Some people might take the view that I have one of those long dead technical expertises, ETL; a sort of Latin of the tech world. However, that view is not strictly accurate. The domain of ETL is evolving from a “batch-orientated lift-n-shift to some on-premises data warehouse-monolith” to one where “streams of data move constantly to one or more target systems that might well exist in someone else’s cloud”. Although still data-herding, it is a million miles from what people were doing in Sunopsis, Oracle Warehouse Builder, or Informatica in the early 2000’s. Today, we consume changes captured from databases and Web-API sourced 3rd party data and often push it to a remote target using another web service, however this is rarely going to be a simple pass-through, almost invariably the outgoing API requires some form of data enrichment before it can be consumed, and that takes us back to the transform, T, part of ETL. Which is my way of saying that going to the ETL talks at conferences is as relevant today as it ever was.
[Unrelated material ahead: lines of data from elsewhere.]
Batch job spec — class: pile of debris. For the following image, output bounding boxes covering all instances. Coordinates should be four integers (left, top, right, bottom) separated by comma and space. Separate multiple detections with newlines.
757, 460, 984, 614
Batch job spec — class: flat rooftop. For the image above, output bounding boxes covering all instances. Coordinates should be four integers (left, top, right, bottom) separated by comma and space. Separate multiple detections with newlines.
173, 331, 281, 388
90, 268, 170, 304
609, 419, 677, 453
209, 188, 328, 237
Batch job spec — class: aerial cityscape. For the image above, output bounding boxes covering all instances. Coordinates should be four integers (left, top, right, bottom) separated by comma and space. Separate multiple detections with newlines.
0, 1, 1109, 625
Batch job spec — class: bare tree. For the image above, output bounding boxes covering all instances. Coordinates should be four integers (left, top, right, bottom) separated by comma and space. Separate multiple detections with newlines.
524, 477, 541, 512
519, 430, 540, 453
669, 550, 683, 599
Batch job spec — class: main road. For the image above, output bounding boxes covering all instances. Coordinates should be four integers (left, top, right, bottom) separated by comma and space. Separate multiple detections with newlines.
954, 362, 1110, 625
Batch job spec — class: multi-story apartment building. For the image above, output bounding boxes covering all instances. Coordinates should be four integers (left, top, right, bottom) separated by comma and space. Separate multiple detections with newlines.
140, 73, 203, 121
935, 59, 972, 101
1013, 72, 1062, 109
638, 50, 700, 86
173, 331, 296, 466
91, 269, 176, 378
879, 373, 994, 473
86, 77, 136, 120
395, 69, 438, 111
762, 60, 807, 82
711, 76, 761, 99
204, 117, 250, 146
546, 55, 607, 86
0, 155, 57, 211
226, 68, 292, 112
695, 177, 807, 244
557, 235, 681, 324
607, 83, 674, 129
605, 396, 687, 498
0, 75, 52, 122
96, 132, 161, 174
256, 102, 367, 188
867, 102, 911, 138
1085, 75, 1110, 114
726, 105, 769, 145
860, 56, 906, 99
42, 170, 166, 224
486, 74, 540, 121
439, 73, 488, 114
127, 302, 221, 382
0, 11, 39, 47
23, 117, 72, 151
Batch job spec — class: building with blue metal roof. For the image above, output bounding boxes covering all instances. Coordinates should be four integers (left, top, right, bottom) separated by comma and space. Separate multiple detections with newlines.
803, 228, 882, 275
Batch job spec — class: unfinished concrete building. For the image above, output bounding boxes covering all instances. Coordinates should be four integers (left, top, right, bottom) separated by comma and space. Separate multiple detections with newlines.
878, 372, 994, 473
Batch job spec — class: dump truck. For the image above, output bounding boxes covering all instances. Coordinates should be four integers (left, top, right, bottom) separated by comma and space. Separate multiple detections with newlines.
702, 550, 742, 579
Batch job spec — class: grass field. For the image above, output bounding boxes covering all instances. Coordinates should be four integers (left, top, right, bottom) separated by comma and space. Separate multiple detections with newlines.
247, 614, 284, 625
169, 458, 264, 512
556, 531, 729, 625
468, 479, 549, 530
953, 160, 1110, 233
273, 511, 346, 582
At Oracle Code-One 2018 in San Francisco, one talk particularly resonated with my current work using Kafka to load an Oracle Cloud SaaS product.
In my project we needed to structure our outgoing topics to fit the format expected by the upload to SaaS API. The API is a REST service that uploads JSON payloads with a schema specified in the SaaS vendor’s documentation. Here we come to a difficulty with any form of stream processing, the parts we need to emit are often the amalgamation of many streams with different velocities. Take a PRODUCT being uploaded to some ERP system, the product barcode may change at a different frequency (and at different times) to information about product supplier. If we need to provide both barcode and supplier in the same JSON payload we going to have to find a way to join those streams across extended time periods. This brings up questions about stream retentions and the need for some backing store. Maybe, Kafka K-Tables could be part of the mix to present a pivoted view of the current state of all the keys, but things can get complex with key management, partitioning, replication, and the need for adequate sizing in terms of memory and storage of the nodes.
From the talk I learnt that sometime in the 12 months Oracle will be releasing the first version of its in-database Kafka product. As with all future products Oracle can’t commit to firm timeline for delivery but I am hopeful it will be in the next couple of months. To hear about the future Oracle in-database Kafka consumer set my head racing on simpler solutions to joining data over extended periods.
The initial version of the product is an in-database consumer of Kafka Topics (probably with a limited set of SERDEs). The basic approach is to extend the database functionality by adding code (similar to the way in which Enterprise R extends the database by installing some packages). We use the new package to register the topic and expose the data as an Oracle view. This does not sound that exciting but that view is the gateway to a whole host of database functionality that might be tricky on a Kafka stream or within KSQL:
- we can join it to other tables and views (including other topics exposed as views).
- we can use SQL functions to enrich and enhance the data .
- we can use aggregate functions.
- we can use analytic functions.
- we can pivot and unpviot data
More importantly, we can insert this data into other tables and then feed other systems.
As I understand it, the first release is a consumer only – we have to wait a little for Kafka producers. Another wait-for is AVRO processing. In some ways this lack of AVRO from day 1 is a shame, but not one that we can’t work around. For example I use Golden Gate for Big Data to produce Kafka topics from database change, and this comes in AVRO format if we want lovely things like auto-registration of topics. However this is not a technical showstopper if we need consume GoldenGate change capture in a database, for that is exactly what the product has done from the start! The problems come when a data-flow architect mandates all data moves using the same tech. Maybe Oracle to Oracle streaming is simpler using basic native GoldenGate.
Maybe the product is the compete answer to every problem just yet, but is one to look at for the future.